4.11. Assay for Salinity Tolerance of Transgenic Arabidopsis

For germination-rate assays, sterilized Arabidopsis seeds from IbSAP16-transgenic lines and WT plants were planted on 1/2 MS media with 0, 50, 100, 150, and 200 mmol·L−1 NaCl and kept at 4 °C for 2 days before they were cultured in a growth chamber (22 °C, 16 h light/8 h dark cycle). Germination rates were recorded daily within a week. Seven-day-old seedlings with similar growth rates were transplanted to pots. Three weeks later, the plants were watered with 250 mM NaCl solution or pure water (300 mL for each pot) once a week for 3 weeks to determine their survival rates under salinity stress.
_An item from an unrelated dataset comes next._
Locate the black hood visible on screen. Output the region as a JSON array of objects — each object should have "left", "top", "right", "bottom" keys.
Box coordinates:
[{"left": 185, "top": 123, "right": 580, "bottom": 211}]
4.12. Statistical Analysis

SPSS 22 Statistical software was used in statistical analysis. Means and standard errors were calculated and analyzed with ANOVA, and the probabilities for significance were estimated with Student’s t-test.

5. Conclusions

In this study, 20, 23, and 26 SAP genes encoding A20/AN1 zinc finger proteins were identified in I. batatas, I. triloba, and I. trifida. Two of the 20 IbSAPs were only identified in our unpublished transcriptomics database, which supplements the sweetpotato genome database. The gene structures and conserved protein domains of SAP family members in sweetpotato and their orthologs in I. triloba and I. batatas were similar. Sequences alignment of SAP in sweetpotato, I. triloba, I. trifida, and other plants revealed Solanales-specific AN1 zinc finger domain in SAPs containing only one AN1 zinc finger domain, which indicated specific evolution events occurred in SAP gene families of Solanales plants. The different organ-specific and stress response expression patterns of IbSAPs, ItbSAPs, and ItfSAPs suggested that these SAP genes are involved in plant growth and development, as well as abiotic stress responses. In addition, we showed that IbSAP16—an AN1-AN1-C2H2-C2H2 type IbSAP—is a positive regulator in response to salinity stress in transgenic A. thaliana. These results provided a characterization of SAP genes in I. batatas, I. triloba, and I. trifida and laid the groundwork for studying IbSAP-mediated stress response mechanisms. The function and regulatory network of certain SAPs in sweetpotato, I. triloba, and I. trifida merits further investigation.

Supplementary Materials

The following supporting information can be downloaded at: https://www.mdpi.com/article/10.3390/ijms231911551/s1.

Author Contributions

Conceptualization, Y.L. and Q.L.; Methodology, Y.Z. and X.W. (Xin Wang); Software, H.X.; Validation, H.X., Q.Y. and X.W. (Xiaoxiao Wang); Formal analysis, H.X.; Investigation, H.Y.; Resources, W.T.; Data curation, M.K.; Writing—original draft preparation, H.X.; Writing—review and editing, Y.L., M.R.S. and S.D.; Visualization, H.X. and Y.L.; Project administration, Y.L.; Funding acquisition, Y.L. and Q.L. All authors have read and agreed to the published version of the manuscript.

Funding

This research was funded by the National Key R&D Program of China (2019YFD1001303). Experiments and publication costs are funded by these programs. The funder has no role in study design, data collection analysis and interpretation, decision to publish, or preparation of the manuscript.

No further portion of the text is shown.